Australian Students Get Inspired by Swedish Student Activist
Australian students have been inspired by Greta Thunberg, 15, a Swedish student and environmental activist. She is known for sitting outside the parliament in central Stockholm aiming to draw attention to the global climate crisis. Last week, three Australian school students started a similar protest outside of the offices of their local representatives. 50 more students have joined them and are now planning weekly events.
As reported by the Guardian, students in Melbourne, Sydney, Canberra, Perth, Hobart, the Whitsundays, Lismore, the Gold Coast, Albury-Wodonga and the Sunshine Coast are planning to walk out of classes this month. 28, 29 and 30 November, the protests will be held outside state parliaments.
UK: Manchester and Cambridge Students Protest Climate Change Inaction
University of Manchester students protest climate change
It has come to our knowledge that student activists from the University of Manchester and Cambridge took part in climate change protests today, on November 8. In Manchester, the protest was organised by the pressure group Extinction Rebellion. They often organize radical protests aiming to raise awareness about climate change. According to The Manchester Tab, the students went outside the Manchester Students' Union “to pressure the government to take climate change more seriously.”
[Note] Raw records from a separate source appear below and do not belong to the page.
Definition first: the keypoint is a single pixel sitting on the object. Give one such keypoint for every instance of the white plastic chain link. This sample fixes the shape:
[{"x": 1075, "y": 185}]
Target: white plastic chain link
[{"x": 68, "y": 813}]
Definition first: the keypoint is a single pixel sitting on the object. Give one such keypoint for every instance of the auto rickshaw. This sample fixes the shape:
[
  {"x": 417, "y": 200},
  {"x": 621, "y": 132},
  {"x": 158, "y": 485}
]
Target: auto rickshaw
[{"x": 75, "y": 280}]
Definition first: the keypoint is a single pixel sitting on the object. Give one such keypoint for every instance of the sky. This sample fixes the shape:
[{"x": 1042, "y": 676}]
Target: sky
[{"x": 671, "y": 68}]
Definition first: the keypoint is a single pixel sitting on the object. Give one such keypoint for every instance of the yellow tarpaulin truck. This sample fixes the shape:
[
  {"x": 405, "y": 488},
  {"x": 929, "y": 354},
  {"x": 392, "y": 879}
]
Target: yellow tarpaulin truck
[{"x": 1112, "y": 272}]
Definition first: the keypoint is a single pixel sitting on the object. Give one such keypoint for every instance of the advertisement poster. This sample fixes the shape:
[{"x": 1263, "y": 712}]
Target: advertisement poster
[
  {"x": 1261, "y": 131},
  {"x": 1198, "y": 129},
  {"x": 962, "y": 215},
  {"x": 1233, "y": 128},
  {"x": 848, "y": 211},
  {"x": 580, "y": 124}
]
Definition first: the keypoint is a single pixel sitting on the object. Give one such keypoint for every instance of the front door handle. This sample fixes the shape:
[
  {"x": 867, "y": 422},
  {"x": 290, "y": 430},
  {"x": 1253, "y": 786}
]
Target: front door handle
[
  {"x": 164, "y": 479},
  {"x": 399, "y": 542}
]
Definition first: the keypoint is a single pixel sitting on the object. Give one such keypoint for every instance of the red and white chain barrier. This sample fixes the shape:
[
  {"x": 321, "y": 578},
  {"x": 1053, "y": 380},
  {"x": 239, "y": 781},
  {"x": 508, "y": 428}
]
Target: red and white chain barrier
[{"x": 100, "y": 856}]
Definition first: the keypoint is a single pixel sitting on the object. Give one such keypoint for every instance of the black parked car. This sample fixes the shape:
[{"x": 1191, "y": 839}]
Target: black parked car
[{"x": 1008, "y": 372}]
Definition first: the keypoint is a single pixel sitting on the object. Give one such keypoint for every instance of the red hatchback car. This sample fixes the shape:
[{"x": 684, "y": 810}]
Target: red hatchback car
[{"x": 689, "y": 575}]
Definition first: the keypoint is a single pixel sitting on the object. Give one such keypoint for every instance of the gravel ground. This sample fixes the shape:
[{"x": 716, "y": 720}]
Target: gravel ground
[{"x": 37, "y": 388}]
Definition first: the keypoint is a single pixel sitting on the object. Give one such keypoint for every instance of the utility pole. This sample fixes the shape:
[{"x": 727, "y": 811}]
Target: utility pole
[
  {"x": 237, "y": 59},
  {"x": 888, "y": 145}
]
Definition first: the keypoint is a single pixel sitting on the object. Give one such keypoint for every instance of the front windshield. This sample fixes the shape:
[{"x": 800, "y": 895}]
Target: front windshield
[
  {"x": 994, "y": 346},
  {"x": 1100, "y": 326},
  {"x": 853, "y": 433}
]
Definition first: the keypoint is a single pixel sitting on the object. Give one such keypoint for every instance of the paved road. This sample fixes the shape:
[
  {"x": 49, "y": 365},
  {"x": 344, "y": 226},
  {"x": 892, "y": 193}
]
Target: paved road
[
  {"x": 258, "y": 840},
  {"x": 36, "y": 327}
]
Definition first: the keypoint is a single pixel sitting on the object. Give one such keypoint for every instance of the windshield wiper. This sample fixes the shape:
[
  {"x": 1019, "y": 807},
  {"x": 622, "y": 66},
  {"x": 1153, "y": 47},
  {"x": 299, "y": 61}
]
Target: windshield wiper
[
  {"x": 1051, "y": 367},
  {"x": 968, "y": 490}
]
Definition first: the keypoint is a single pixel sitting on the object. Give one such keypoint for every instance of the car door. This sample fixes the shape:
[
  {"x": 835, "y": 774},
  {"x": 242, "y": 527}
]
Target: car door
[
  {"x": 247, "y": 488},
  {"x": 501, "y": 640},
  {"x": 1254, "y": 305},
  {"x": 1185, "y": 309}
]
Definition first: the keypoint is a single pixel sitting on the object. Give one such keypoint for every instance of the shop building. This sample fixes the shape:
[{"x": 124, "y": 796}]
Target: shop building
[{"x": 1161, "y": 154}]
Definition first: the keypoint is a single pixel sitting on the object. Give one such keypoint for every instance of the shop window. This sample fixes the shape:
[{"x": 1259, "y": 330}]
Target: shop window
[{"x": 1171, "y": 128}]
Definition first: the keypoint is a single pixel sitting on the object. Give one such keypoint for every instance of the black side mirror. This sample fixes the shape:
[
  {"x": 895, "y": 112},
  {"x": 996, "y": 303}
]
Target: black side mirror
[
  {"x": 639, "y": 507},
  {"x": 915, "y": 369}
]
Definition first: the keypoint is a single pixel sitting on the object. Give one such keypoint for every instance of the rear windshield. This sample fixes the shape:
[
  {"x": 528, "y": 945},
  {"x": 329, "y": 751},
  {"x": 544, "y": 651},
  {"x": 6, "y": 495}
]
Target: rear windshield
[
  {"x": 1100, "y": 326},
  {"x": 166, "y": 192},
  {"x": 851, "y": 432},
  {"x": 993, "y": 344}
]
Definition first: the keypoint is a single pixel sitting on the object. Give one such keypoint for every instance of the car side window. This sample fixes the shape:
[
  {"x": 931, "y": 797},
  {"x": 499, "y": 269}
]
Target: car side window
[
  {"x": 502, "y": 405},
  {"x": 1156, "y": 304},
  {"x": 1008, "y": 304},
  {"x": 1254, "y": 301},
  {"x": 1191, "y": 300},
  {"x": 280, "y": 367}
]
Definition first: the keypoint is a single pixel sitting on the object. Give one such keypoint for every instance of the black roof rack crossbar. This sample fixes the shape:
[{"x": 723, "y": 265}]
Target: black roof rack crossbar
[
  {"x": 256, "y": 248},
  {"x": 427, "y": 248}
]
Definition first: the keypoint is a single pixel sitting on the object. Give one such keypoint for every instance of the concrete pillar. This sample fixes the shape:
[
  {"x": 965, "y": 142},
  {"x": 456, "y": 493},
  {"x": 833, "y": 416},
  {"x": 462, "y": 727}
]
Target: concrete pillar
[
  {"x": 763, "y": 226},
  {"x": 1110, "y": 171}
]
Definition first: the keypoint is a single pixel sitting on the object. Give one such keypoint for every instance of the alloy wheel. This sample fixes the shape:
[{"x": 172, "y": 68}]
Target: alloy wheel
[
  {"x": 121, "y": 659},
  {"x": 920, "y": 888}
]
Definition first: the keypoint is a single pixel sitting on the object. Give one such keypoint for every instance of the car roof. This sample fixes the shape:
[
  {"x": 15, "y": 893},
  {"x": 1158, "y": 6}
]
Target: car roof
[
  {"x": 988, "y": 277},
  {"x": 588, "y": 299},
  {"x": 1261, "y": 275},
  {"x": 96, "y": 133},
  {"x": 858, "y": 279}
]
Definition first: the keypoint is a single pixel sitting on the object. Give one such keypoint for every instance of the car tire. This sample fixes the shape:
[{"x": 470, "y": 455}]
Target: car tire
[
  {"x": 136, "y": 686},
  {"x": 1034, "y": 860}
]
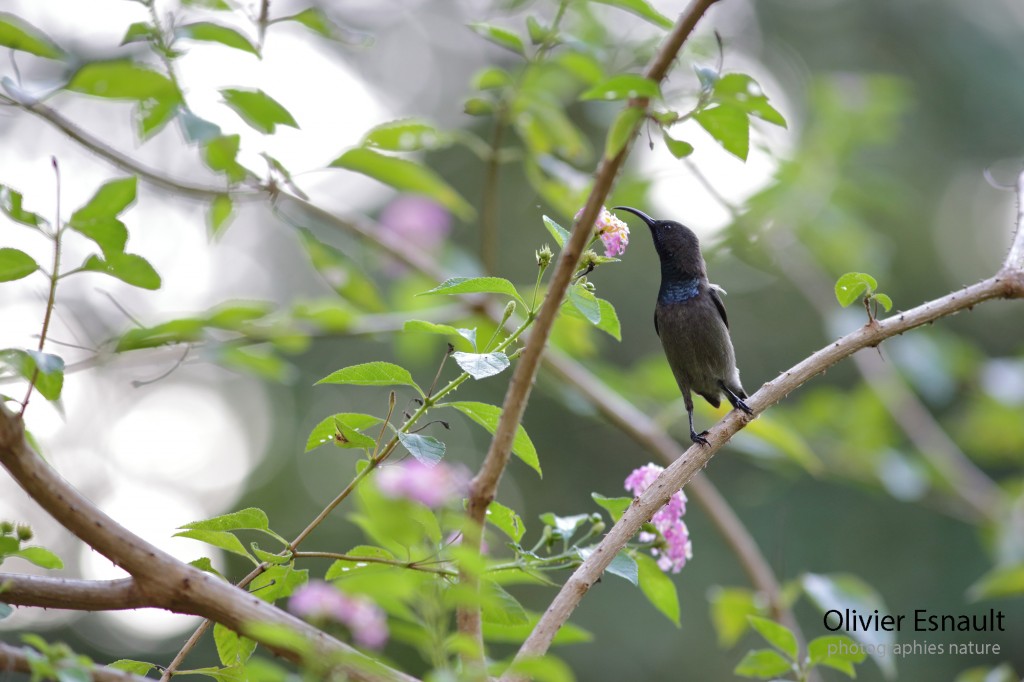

Zero Carbon Activists distupt Shell's annual lecture
In Cambridge, a group Zero Carbon activists have disrupted Shell annual lecture held in Emmanuel College's Queens Building. The lecture discussing "the role that traditional oil and gas companies could play in the Energy Transition." The event had prominent Shell executives present including Chief Executive for Shell, Andrew Brown. According to The Tab, Zero Carbon members spoke with Andrew Brown “about a number of climate issues, such as meager Shell's investments in renewable energy (only 10% of total revenue), and Shell's alleged human rights abuses in the Niger delta against the Ogoni people.